Le cas de Malick Fofana illustre cette méthode. Alors qu'un accord de principe avait été trouvé avec Crystal Palace, Sunderland a finalement remporté la mise. Selon nos informations, le choix s'est porté sur le club où les commissions perçues par les agents étaient les plus élevées, et non sur le meilleur projet sportif ou le meilleur salaire pour le joueur.
L'influence de l'oncle de Fofana
Pour convaincre le joueur, Roc Nation aurait utilisé l'influence de son oncle, qui aurait une immense influence sur le jeune homme de 21 ans. Ce dernier, bombardé recruteur pour la Belgique par Roc Nation sans formation adéquate, aurait fait plier son poulain en lui promettant le gros lot après avoir soutiré le plus possible aux Black Cats.
Ces méthodes font bondir Franck Belhassen, agent de joueurs : « Roc Nation est en train de pourrir le métier d'agent », déclare-t-il. « Peut-on d'ailleurs encore parler de joueur ? À ce niveau là, on est plus sur de la marchandise qu'autre chose… En quasiment trente années de carrière je n'ai jamais forcé un joueur à signer dans un club où il ne voulait pas aller. »
Une stratégie de la cupidité
Marc Méchénoua, spécialiste du marché des transferts, connaît bien les méthodes de Roc Nation pour avoir travaillé sur le dossier Yan Diomandé, proche de signer au PSG cet été avant que le Real Madrid ne propose une meilleure commission aux agents. Selon lui, « Roc Nation est une agence qui joue à fond sur la cupidité des entourages, auxquels ils promettent monts et merveilles, parfois même des postes au sein de leur structure, afin qu'ils pèsent de tout leur poids dans la décision du joueur de choisir tel club plutôt qu'un autre. »

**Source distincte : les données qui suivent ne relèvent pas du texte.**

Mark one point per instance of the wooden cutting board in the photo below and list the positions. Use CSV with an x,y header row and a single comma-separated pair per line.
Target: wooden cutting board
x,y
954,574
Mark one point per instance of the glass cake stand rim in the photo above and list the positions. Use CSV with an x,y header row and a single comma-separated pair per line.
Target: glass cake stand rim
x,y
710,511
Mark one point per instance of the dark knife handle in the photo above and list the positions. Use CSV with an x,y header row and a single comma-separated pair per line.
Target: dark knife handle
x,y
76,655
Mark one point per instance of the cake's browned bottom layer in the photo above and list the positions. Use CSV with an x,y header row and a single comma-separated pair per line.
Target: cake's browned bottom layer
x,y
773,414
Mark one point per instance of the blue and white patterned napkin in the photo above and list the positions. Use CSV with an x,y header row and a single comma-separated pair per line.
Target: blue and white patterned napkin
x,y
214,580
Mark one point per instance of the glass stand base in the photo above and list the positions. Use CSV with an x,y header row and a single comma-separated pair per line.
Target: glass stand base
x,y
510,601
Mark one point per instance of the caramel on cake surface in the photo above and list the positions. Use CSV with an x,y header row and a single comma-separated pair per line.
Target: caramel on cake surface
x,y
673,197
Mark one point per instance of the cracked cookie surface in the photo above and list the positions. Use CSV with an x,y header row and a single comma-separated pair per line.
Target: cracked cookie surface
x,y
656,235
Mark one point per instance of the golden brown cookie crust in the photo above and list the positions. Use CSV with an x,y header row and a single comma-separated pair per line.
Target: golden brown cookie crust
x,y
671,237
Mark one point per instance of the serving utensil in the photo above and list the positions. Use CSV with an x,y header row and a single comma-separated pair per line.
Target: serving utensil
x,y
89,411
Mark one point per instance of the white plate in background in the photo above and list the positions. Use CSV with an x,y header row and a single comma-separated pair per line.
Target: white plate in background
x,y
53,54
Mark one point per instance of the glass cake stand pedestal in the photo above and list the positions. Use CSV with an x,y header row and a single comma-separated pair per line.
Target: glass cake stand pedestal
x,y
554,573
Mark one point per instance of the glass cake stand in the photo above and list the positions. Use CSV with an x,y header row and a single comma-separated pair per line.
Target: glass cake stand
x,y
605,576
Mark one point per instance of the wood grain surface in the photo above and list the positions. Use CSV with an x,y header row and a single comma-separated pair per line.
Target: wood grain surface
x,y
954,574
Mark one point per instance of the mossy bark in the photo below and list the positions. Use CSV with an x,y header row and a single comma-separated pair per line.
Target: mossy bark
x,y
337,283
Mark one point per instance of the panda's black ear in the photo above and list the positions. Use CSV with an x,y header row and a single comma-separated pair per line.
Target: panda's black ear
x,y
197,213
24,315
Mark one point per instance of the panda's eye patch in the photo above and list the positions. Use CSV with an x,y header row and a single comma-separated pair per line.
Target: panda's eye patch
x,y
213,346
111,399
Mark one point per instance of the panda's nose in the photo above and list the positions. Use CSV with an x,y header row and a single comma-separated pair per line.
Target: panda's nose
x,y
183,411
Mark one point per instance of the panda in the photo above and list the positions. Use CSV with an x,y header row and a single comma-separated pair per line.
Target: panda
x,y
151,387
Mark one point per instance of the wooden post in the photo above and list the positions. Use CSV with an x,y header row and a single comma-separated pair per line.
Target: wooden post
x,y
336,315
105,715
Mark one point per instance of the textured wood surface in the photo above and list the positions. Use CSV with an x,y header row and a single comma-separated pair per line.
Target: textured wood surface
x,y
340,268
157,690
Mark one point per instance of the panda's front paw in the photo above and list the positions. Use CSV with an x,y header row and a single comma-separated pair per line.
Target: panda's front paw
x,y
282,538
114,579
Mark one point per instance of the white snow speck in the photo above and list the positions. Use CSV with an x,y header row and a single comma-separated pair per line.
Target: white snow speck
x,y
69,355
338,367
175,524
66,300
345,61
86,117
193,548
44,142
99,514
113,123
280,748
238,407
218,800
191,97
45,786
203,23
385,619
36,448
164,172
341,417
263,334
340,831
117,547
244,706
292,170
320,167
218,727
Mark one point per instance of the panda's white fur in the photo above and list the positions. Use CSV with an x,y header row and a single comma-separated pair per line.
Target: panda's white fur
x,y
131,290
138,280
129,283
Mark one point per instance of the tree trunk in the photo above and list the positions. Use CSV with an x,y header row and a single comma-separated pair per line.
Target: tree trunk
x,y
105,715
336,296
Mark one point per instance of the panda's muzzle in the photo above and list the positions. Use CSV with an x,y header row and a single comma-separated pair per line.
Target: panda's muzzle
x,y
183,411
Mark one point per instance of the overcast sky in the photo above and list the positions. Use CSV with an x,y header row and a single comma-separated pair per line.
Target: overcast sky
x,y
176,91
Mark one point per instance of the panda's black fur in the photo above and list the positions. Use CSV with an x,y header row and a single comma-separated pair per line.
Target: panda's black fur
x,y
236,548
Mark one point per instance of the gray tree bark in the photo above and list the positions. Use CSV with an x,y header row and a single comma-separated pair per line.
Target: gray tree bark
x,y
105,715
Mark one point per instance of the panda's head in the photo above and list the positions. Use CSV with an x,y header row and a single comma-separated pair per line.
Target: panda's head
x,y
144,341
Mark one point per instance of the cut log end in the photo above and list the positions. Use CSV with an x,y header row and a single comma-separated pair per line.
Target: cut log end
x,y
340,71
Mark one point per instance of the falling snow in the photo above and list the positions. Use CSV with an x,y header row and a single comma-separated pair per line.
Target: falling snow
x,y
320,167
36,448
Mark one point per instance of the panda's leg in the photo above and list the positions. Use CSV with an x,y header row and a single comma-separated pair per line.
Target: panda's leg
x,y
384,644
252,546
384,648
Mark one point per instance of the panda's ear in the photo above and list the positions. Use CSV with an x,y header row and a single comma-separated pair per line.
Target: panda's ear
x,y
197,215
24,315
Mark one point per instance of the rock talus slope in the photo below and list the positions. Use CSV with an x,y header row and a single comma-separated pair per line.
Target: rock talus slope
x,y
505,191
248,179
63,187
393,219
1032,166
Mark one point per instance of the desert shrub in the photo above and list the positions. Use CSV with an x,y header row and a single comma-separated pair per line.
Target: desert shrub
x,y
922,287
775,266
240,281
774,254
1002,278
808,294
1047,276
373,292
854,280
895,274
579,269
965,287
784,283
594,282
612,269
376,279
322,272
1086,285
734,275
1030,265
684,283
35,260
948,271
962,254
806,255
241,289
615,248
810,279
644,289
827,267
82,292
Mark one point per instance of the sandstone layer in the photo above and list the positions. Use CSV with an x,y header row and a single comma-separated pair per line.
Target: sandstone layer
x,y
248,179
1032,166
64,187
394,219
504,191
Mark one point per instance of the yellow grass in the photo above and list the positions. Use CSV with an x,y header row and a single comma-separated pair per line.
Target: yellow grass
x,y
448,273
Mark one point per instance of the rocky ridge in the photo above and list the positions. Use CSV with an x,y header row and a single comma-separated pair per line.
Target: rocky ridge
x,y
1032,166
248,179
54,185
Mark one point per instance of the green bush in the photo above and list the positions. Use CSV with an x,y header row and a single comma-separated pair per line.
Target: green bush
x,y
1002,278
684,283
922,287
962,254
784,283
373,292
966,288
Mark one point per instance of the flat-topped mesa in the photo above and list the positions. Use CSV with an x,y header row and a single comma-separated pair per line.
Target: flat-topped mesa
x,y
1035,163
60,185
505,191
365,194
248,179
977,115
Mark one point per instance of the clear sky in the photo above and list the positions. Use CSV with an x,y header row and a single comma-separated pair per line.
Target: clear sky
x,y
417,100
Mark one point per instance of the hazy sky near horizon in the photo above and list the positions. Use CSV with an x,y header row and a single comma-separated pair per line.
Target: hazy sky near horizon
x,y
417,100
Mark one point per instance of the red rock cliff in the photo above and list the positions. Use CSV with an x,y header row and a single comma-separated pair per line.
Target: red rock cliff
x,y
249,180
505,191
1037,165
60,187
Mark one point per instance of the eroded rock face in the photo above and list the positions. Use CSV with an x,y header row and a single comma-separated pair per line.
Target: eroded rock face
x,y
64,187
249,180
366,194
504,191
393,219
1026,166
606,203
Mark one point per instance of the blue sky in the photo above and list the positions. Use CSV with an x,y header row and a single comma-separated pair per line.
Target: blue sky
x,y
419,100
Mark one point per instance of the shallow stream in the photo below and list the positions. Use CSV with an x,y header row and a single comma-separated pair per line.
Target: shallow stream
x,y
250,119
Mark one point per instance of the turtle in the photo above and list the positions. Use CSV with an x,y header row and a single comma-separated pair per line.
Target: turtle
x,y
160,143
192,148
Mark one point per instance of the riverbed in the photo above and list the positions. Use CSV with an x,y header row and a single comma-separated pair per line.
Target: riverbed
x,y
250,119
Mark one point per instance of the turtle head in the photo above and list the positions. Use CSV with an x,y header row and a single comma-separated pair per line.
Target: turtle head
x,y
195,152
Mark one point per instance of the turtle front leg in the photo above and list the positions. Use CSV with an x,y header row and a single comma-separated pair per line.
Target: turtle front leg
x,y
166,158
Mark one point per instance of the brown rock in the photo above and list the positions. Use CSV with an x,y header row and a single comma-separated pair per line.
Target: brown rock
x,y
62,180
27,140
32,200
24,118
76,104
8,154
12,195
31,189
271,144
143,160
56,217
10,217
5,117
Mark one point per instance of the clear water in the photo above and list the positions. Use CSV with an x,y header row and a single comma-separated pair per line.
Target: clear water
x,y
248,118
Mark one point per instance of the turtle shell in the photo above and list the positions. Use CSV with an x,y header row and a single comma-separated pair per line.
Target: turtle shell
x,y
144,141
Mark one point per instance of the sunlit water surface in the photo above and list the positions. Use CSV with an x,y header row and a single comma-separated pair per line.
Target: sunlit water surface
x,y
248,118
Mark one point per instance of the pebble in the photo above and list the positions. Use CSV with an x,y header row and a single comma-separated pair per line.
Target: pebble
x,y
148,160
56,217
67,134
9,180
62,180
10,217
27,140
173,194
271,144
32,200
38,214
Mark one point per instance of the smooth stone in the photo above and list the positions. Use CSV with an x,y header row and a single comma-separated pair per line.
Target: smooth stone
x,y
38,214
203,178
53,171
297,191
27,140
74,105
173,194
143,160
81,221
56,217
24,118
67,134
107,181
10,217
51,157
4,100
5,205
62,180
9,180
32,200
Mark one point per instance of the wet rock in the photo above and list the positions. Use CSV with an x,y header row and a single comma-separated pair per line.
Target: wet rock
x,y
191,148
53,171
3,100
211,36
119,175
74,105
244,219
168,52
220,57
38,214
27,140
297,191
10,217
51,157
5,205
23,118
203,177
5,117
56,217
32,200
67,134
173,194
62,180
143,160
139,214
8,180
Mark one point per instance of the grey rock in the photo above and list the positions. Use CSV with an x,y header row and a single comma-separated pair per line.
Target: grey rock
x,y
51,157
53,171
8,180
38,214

Maxence Franceschi, économiste du sport à l'Université de Lausanne, estime que « le choix semble avoir été guidé non pas par l'intérêt du joueur mais par celui d'un intermédiaire, qui gagne de l'argent sur son transfert. Si un club avait simplement proposé un meilleur salaire que l'autre, il n'y aurait rien eu de choquant. Là, ce qui pose problème, c'est que tout semble s'être joué sur une histoire de commissions. Je pense qu'on est à la limite de la légalité dans ce deal. »
Un joueur affecté
Malick Fofana, qui se voyait rejoindre Arsenal et Mikel Arteta mardi matin, a vu son transfert prendre une autre direction. Les Gunners ont préféré passer leur tour plutôt que de rentrer dans le jeu des Américains. Le joueur, affecté par cette journée mouvementée, n'affichait pas le visage de ses beaux jours lors de l'annonce de son arrivée à Sunderland.
Franck Belhassen espère que cet épisode fera ouvrir les yeux aux joueurs : « J'espère que cet épisode fera ouvrir les yeux aux joueurs et qu'ils se rendront compte que le rôle d'un agent et celui de ses proches, c'est de les aider à faire la meilleure carrière possible, dans des clubs dont les projets sportifs les attirent et les rendent heureux. » Roc Nation n'a pas donné suite à nos demandes à l'heure où nous publions ces lignes.
Charge à Régis Le Bris, le coach français des Black Cats, de redonner le sourire à son nouveau joueur et de lui redonner l'envie de se défoncer pour ses nouvelles couleurs.